Friday, January 16, 2009

Slow Art

I have finally finished the hand quilting on this 75" square velvet and cotton quilt. It has been in the works since December 2002 (about six years). It has seen me through a lot of life; a birth, a marriage, three deaths, career changes, and my nest emptying. I have not worked on it every day, there have been months when it lay abandoned.

I go back and forth about this passion of mine. It's not art I think. It doesn't speak a modern language. Many art quilts our there resemble abstract paintings. They steer clear of traditional patterns. This piece is based on simple first shapes, squares, diamonds, crosses. It calls out to be touched. It wants to wrap you up and keep you safe.


I can't stop making these bed-sized wall pieces. I have decided to call this piece, Slow Art.

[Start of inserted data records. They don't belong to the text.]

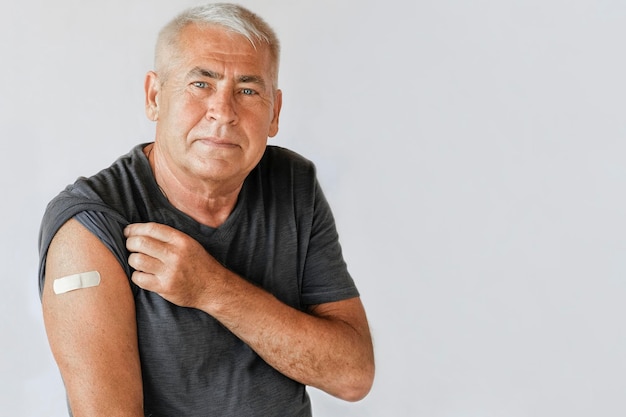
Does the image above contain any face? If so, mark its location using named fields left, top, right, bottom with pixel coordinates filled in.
left=145, top=25, right=281, bottom=188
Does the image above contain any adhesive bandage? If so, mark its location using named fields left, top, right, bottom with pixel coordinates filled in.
left=52, top=271, right=100, bottom=294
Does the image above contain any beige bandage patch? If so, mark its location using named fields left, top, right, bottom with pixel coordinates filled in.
left=52, top=271, right=100, bottom=294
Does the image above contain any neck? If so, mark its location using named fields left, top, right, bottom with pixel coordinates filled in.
left=144, top=144, right=243, bottom=227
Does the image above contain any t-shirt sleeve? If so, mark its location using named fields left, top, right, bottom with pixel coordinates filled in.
left=75, top=211, right=132, bottom=277
left=301, top=180, right=359, bottom=305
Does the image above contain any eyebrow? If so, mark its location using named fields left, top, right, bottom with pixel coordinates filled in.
left=188, top=67, right=266, bottom=87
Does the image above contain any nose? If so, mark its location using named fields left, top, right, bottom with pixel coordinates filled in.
left=206, top=89, right=238, bottom=124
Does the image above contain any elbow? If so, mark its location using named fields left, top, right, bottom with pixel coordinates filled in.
left=335, top=363, right=374, bottom=402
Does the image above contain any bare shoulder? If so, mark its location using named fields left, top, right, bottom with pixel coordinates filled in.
left=42, top=220, right=142, bottom=415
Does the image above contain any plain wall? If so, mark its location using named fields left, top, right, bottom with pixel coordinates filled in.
left=0, top=0, right=626, bottom=417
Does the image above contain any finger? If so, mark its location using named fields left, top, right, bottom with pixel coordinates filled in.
left=124, top=222, right=176, bottom=242
left=126, top=235, right=168, bottom=259
left=128, top=253, right=163, bottom=275
left=131, top=271, right=159, bottom=292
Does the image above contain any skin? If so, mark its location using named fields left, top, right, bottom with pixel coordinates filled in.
left=43, top=25, right=374, bottom=417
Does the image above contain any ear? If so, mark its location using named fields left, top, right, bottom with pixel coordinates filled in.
left=144, top=71, right=161, bottom=122
left=269, top=90, right=283, bottom=138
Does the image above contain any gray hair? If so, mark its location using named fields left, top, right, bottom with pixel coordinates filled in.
left=154, top=3, right=280, bottom=88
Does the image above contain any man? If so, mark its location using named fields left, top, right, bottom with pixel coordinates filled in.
left=40, top=4, right=374, bottom=417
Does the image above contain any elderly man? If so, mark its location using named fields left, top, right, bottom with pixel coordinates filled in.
left=40, top=4, right=374, bottom=417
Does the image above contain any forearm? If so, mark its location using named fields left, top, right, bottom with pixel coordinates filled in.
left=197, top=273, right=374, bottom=401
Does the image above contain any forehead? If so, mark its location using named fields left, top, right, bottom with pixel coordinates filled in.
left=174, top=24, right=271, bottom=73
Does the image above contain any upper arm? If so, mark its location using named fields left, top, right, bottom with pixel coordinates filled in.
left=42, top=219, right=143, bottom=417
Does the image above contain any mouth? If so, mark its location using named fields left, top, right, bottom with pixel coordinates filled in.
left=197, top=136, right=239, bottom=149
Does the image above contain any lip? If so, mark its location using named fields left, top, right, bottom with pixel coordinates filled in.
left=197, top=136, right=239, bottom=148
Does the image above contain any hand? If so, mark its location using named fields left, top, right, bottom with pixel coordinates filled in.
left=124, top=223, right=227, bottom=307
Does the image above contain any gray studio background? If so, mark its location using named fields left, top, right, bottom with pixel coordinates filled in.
left=0, top=0, right=626, bottom=417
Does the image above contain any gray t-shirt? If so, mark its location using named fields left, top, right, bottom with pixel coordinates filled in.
left=39, top=144, right=359, bottom=417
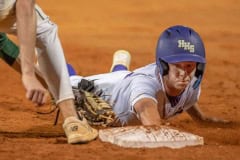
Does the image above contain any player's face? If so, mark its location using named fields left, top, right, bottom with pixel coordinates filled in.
left=164, top=62, right=196, bottom=94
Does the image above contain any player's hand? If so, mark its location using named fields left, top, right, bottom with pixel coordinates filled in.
left=22, top=75, right=48, bottom=106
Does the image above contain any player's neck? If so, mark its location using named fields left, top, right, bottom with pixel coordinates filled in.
left=164, top=83, right=184, bottom=97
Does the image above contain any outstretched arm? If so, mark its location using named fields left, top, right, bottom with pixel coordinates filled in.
left=134, top=98, right=161, bottom=126
left=187, top=103, right=230, bottom=124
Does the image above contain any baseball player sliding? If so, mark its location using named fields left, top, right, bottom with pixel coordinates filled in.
left=70, top=26, right=228, bottom=126
left=0, top=0, right=98, bottom=143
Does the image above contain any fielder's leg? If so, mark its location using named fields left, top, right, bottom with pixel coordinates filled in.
left=110, top=50, right=131, bottom=72
left=36, top=6, right=98, bottom=143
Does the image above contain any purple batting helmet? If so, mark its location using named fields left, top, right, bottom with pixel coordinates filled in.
left=156, top=25, right=206, bottom=89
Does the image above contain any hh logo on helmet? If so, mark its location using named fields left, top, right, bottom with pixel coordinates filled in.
left=178, top=40, right=194, bottom=53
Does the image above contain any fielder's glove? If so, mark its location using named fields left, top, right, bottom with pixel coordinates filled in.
left=73, top=79, right=115, bottom=126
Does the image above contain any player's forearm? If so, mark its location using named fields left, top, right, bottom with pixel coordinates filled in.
left=16, top=0, right=36, bottom=75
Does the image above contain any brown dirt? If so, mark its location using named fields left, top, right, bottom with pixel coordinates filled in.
left=0, top=0, right=240, bottom=160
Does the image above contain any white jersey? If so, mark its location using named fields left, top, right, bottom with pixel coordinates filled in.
left=70, top=64, right=200, bottom=124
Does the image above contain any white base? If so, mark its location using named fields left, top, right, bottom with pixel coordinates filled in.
left=99, top=126, right=204, bottom=148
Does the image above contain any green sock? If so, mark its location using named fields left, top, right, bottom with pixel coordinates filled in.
left=0, top=32, right=19, bottom=65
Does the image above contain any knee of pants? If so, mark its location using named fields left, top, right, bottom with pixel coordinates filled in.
left=0, top=32, right=19, bottom=65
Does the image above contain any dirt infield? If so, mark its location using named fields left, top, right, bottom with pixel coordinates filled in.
left=0, top=0, right=240, bottom=160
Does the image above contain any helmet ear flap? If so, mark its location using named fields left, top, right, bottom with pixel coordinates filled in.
left=159, top=59, right=169, bottom=76
left=195, top=63, right=205, bottom=78
left=193, top=63, right=205, bottom=89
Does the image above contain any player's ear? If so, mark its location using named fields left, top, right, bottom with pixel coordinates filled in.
left=159, top=59, right=169, bottom=76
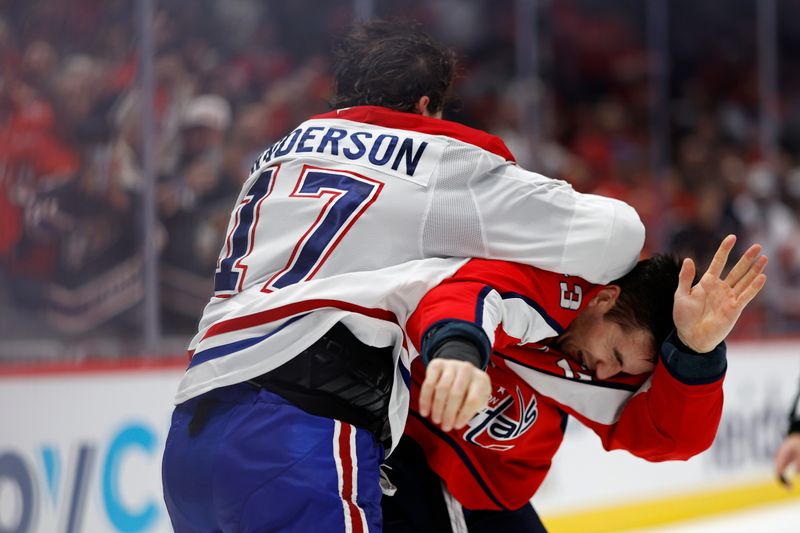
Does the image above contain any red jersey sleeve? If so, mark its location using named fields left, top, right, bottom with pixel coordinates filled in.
left=570, top=340, right=724, bottom=461
left=406, top=259, right=595, bottom=356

"For four decades craft artists were misguided in trying to make painting and sculpture often forgetting or disparging what was useful and valuable and distinctive about crafts. Some of the distinctive qualities of craft that Janet Koplos identifies are attention to surface and its subtleties, scale that is keyed to the human body, and tangibility. Koplos suggests that craft's best route to art is to capitalise on its strength, its own character, doing the things that other art mediums can't do." Ilze Aviks in reference to Janet Koplos' 1992 essay "In Considering Crafts Criticsm"

2 comments:

Unknown said...

It is beautiful. Slow art is such an apt name. One look at these works inspires great admiration. There is such a tactile force here.

Judy Martin said...

Thanks Karen
The title came up in conversation with my daughter on the phone. She said that my quilts were slow art.